Note: The "[domain]\[domainuser]" syntax used by these instructions refers to specifying the domain name, backslash, then the user name of the specified account. For example: "Symantec\JSmith". The brackets and quotes should not be added.
 
Step 26 (Page 14):
Save the file to the desktop of the Server that will be hosting Service Desk. In my case this was my SQL server that only does Service Desk and Workflow.
 
Everything is correct, I have no objections to what you write, just a comment.
 
Symantec recommendation for a production ServiceDesk should get updated soon (minimum requirements will stay the same). They will include a strong recommendation to have a separate, dedicated SQL Server and separate disks in SQL Server configuration among other things.
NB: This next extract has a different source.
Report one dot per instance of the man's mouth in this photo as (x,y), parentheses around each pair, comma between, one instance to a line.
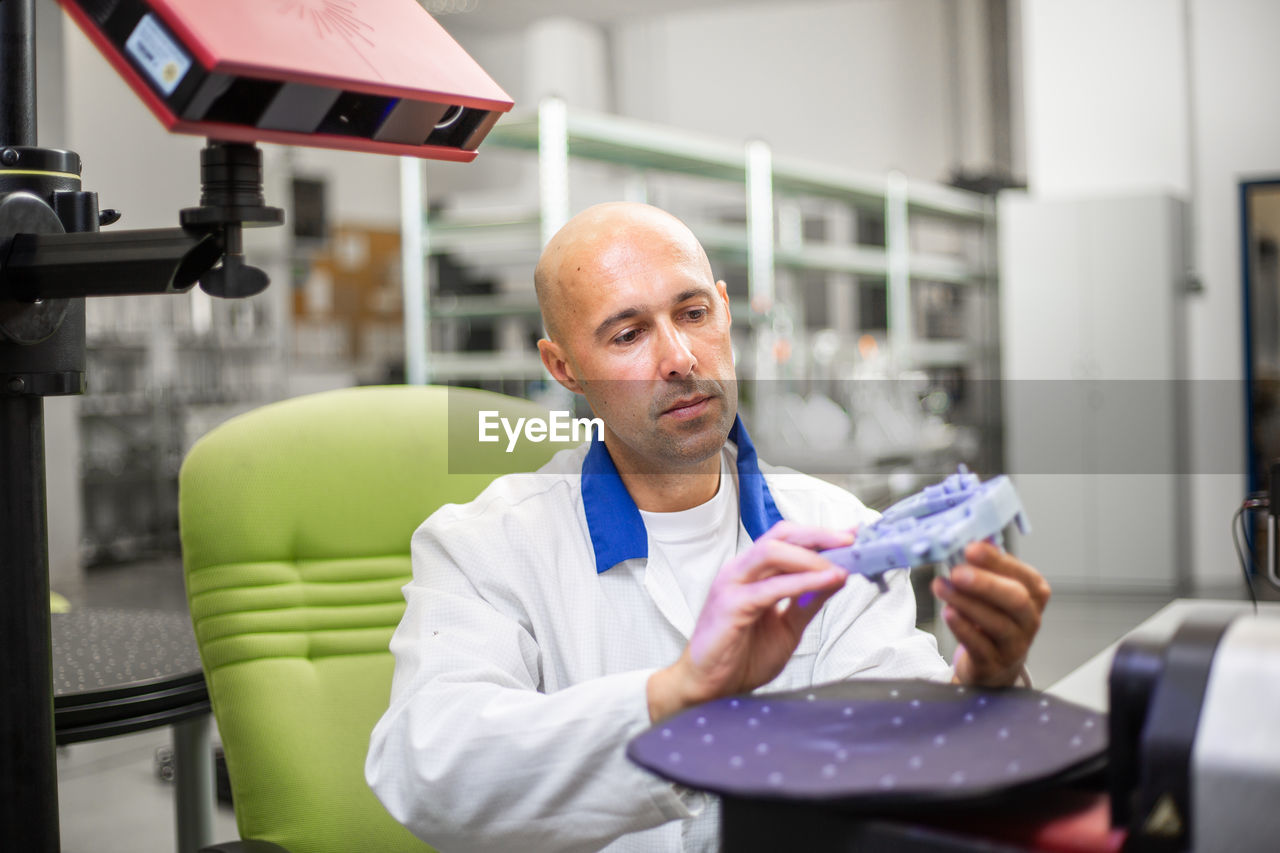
(689,406)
ServiceDesk does not play very nice with other things on the same server and running it with onbox SQL will require some serious hardware, very good management or both.
 
Step 26A (Page 14):
While you’re on the SMP server add the service account or Installation account that will be used in Step 33 to the Symantec Administrator account.
 
When you do this, please keep in mind that the credentials from SMP connection in ServiceDesk (or ServiceDesk installation) should be used in the same way as ther are entered here. For example, domain name format (FQDN/short).
 
Step 34A (Page 17):
If you want to upgrade your existing SD7.0 install this is where you put in the path to the restored Ensemble 7.0 DB. Symantec does not recommend this. They suggest doing a clean install and migrate incidents and workflows after install.
 
I still would object to this addition. There is no official/supported way of migrating incident data from ServiceDesk 7.0 database to a new ServiceDesk 7.1 database at this time.
 
Symantec recommendation is to upgrade the existing 7.0 database.
 
Step 40 (Page 20):
NOTE: At the time of this document, changing the Administrator Login password or name will result in a failed installation.
 
Symantec says this, yes. In ServiceDesk 7.1 installer, you can no longer change the Administrator User login/name. This recommendation is valid to ensure installation goes as smoothly as possible.
 
From my personal experience - I have not seen a single issue with actually changing either of these, in fact all my ServiceDesk 7.0 test servers have Administrator User account with login admin@sd.smc, so does my ServiceDesk 7.1 test box that was upgraded from 7.0 MR2. :)
 
Step 40 (Page 20):
NOTE: At the time of this document, selecting Active Directory for the authentication type may cause the installation to fail.
 
A comment on this: The reason for possible failure is simple timeout for larger AD environments (and real environments are mostly large). Going for AD Sync/authentication at installation can potentially time out and fail the installation while enabling this after ServiceDesk is installed is simple and straightforward.